稀土钆、钇掺杂二氧化钛纳米管光致发光及光催化性能的研究

发布时间：2018-03-04 17:10

本文选题：稀土掺杂　切入点：TiO2　出处：《重庆大学》2015年硕士论文　论文类型：学位论文

【摘要】：半导体的光催化性能在太阳能和环保中有广阔的应用前景。其中Ti O2具有无毒、价格低廉、抗光腐蚀以及稳定的化学性质而备受研究者青睐。但对于纯的纳米Ti O2而言,在光催化过程中存在激发的电子-空穴对容易复合、太阳能利用率等缺点,降低了其光催化效率,严重限制其广泛应用。为提高Ti O2的光催化性能,对纳米Ti O2进行改性成为研究热点。稀土元素通过提高纳米Ti O2的氧空穴和缺陷浓度、降低电子和空穴的复合率,进而提高光催化性能。另外相对Ti O2纳米粉而言,纳米管具有更大的比表面积,因而具有优异的光催化性能。以上原因使得研究稀土掺杂的Ti O2纳米管对提高其光催化性能具有重要意义。本文采用溶胶-凝胶法制备不同温度煅烧及稀土Gd、Y掺杂的Ti O2纳米粉,并以此为前驱物,利用微波水热合成法制备相应的Ti O2纳米管。采用场发射扫描电镜(FESEM),场发射透射电镜(FETEM),X射线衍射仪(XRD)和荧光光谱仪(FS)对样品进行表征。考察微波水热合成法对Ti O2纳米粉晶型、形貌和结晶度的影响以及稀土Gd、Y不同掺杂量对Ti O2纳米粉及纳米管形貌、结晶度、光致发光性能和光催化性能的影响。结果表明,煅烧温度的提高使Ti O2纳米粉晶粒粒径增大。以不同温度煅烧纳米粉为前驱物,微波水热合成法制备的Ti O2纳米管形貌基本不发生变化。另外微波水热合成法能使600℃和700℃煅烧的Ti O2由锐钛矿向金红石转变,而500℃煅烧的Ti O2的晶型未发生变化。稀土Gd、Y元素的掺杂含量直接影响Ti O2纳米粉粒径大小。

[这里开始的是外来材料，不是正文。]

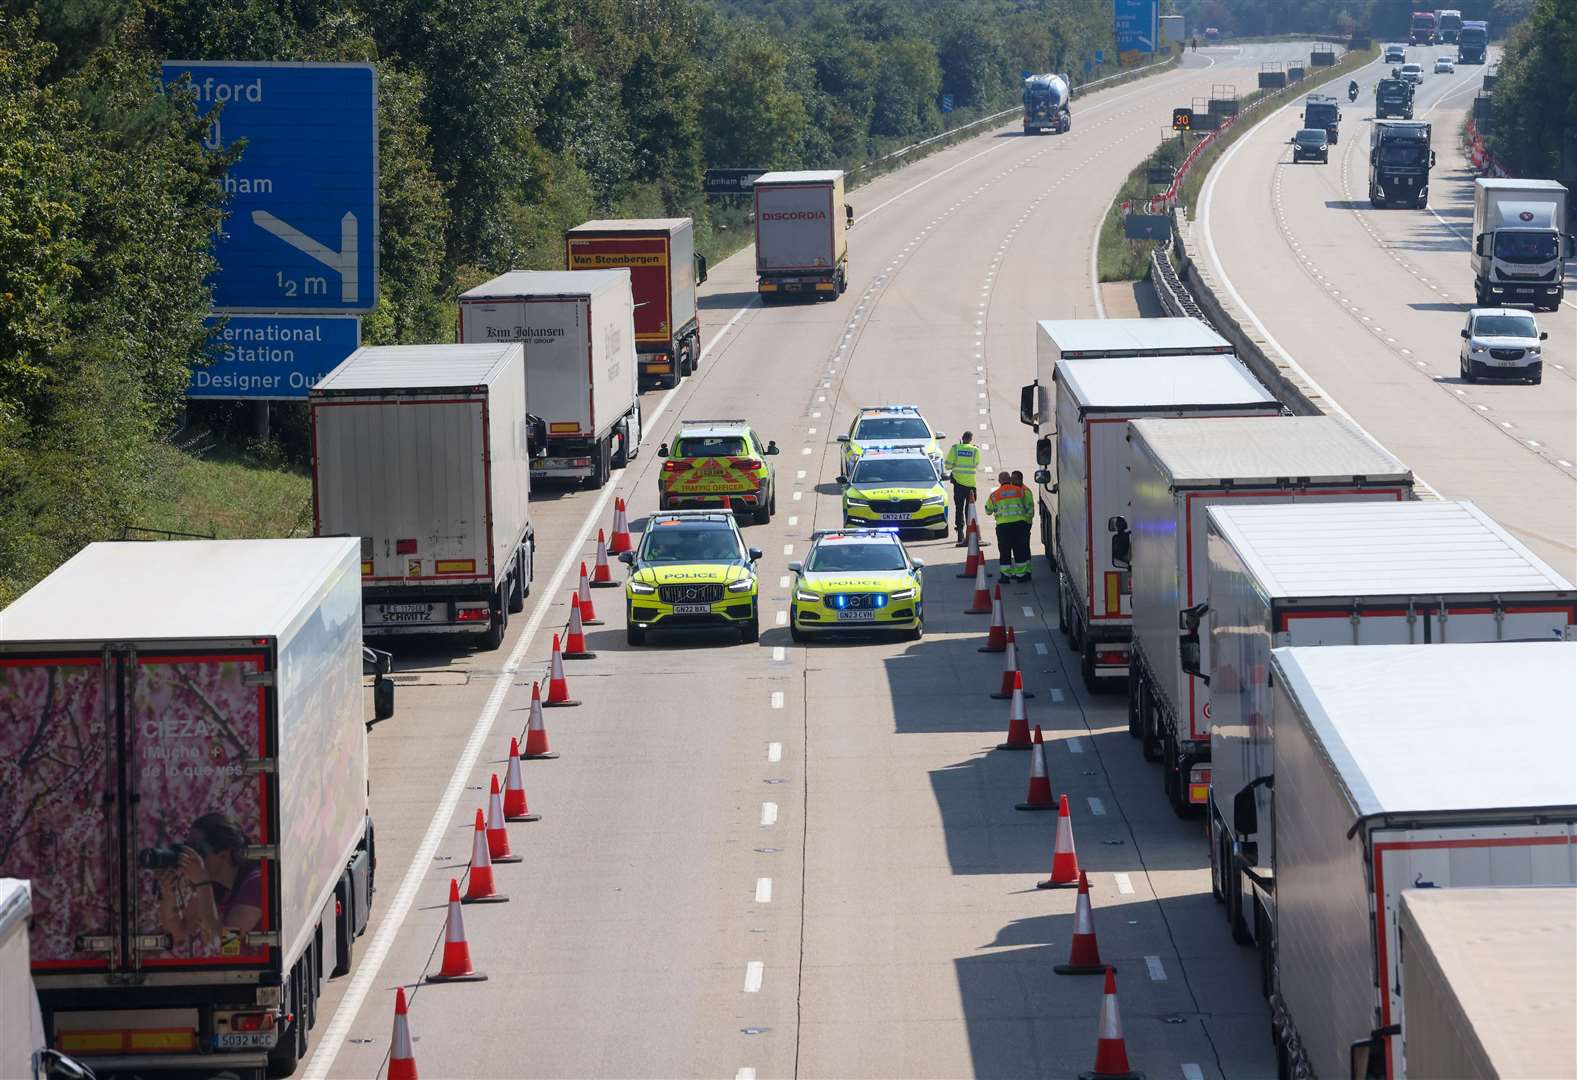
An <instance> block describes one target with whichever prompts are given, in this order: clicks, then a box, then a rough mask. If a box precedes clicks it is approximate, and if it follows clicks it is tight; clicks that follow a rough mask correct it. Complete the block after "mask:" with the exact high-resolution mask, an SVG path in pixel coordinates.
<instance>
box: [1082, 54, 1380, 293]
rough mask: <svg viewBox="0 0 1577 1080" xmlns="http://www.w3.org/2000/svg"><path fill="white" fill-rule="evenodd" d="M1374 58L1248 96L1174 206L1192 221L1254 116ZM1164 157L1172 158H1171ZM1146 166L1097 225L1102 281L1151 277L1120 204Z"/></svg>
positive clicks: (1208, 151) (1153, 243)
mask: <svg viewBox="0 0 1577 1080" xmlns="http://www.w3.org/2000/svg"><path fill="white" fill-rule="evenodd" d="M1378 55H1380V49H1378V46H1374V44H1370V46H1369V47H1366V49H1355V50H1350V52H1347V54H1344V55H1342V58H1340V60H1337V61H1336V65H1333V66H1329V68H1320V73H1318V74H1315V76H1307V77H1304V79H1303V80H1299V82H1296V84H1293V85H1290V87H1285V88H1282V90H1254V91H1252V93H1247V95H1244V96H1243V98H1240V99H1238V120H1236V123H1233V125H1232V126H1230V128H1227V131H1225V132H1224V134H1221V136H1217V137H1216V139H1213V140H1211V142H1210V145H1208V147H1206V148H1205V150H1203V151H1202V153H1200V155H1199V158H1195V159H1194V164H1192V166H1191V167H1189V170H1187V175H1186V177H1184V178H1183V188H1181V189H1180V191H1178V202H1180V203H1181V205H1183V207H1184V211H1186V213H1187V216H1189V219H1192V218H1194V207H1195V205H1197V203H1199V192H1200V189H1203V186H1205V178H1206V177H1208V175H1210V170H1211V167H1213V166H1214V164H1216V162H1217V161H1219V159H1221V155H1224V153H1225V151H1227V148H1228V147H1230V145H1232V143H1233V142H1236V140H1238V139H1240V137H1243V132H1246V131H1249V129H1251V128H1254V125H1255V123H1257V120H1258V115H1263V114H1268V112H1271V110H1274V109H1279V107H1281V106H1284V104H1287V102H1288V101H1292V99H1295V98H1301V96H1304V95H1307V93H1310V91H1314V90H1317V88H1320V87H1323V85H1326V84H1329V82H1333V80H1336V79H1340V77H1344V76H1347V74H1348V73H1351V71H1355V69H1356V68H1361V66H1364V65H1366V63H1369V61H1372V60H1374V58H1375V57H1378ZM1176 147H1178V143H1176V142H1175V140H1170V139H1169V140H1167V142H1164V143H1161V147H1159V148H1158V151H1156V153H1158V156H1159V158H1161V161H1162V164H1176V162H1178V161H1181V155H1180V153H1178V151H1176ZM1167 155H1173V156H1172V158H1170V159H1169V158H1167ZM1148 167H1150V161H1143V162H1140V164H1139V166H1135V167H1134V170H1132V172H1129V173H1128V178H1126V180H1124V181H1123V186H1121V188H1120V191H1118V197H1117V200H1115V202H1113V203H1112V210H1110V211H1107V216H1105V221H1102V222H1101V241H1099V248H1098V252H1096V273H1098V276H1099V279H1101V281H1139V279H1142V277H1143V276H1145V274H1148V273H1150V251H1151V249H1153V248H1154V241H1150V240H1126V238H1124V236H1123V200H1124V199H1140V197H1143V196H1145V192H1146V186H1145V170H1146V169H1148Z"/></svg>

随着掺杂Gd、Y掺杂量的增加,其粒径均不同程度的减小。掺杂2%的Gd或Y元素的Ti O2纳米粉粒径最小,分别达到10.3nm和9.3nm。而稀土Gd、Y元素掺杂对Ti O2纳米管的形貌影响不大。另外其结晶度随着Gd、Y元素掺杂含量的增加而降低,适当掺杂Gd、Y元素有助于纳米管保持一定的结晶度,其原因有待进一步探究。掺杂的Gd、Y元素可进入纳米Ti O2晶格中,导致氧空穴和缺陷浓度变化,其光致发光性能随着掺杂含量的增加,呈现先增加后降低的变化趋势。实验结果表明,对于掺杂稀土Gd元素的Ti O2纳米粉,Gd含量为0.5%时FS强度最大;含量为0.2%和0.5%时纳米管的FS强度最大。对于掺杂稀土Y元素的Ti O2纳米粉,Y含量为0.5%时FS强度最大;含量为1%时纳米管的FS强度最大。掺杂稀土Gd、Y可提高氧空穴和缺陷浓度,降低电子-空穴对复合,从而明显提高纳米Ti O2的光催化性能。对比纯的Ti O2纳米粉,掺杂稀土Gd、Y的Ti O2纳米粉光催化性能分别提高44.7%和40%。对比纯的Ti O2纳米管,掺杂稀土Gd、Y光催化性能的Ti O2纳米管光催化性能分别提高71%和27.7%。其中掺杂Gd和Y的Ti O2纳米粉和纳米管的光催化性能最佳值的掺杂量均在0.5%和1%取得。掺杂Gd,Y元素的纳米Ti O2的荧光光谱和光催化性能的变化趋势一致,但最优掺杂含量值不同。表明光致发光性能可以大致快速评估分别掺杂Gd、Y元素的纳米Ti O2的光催化性能,但其缺乏精确评估能力。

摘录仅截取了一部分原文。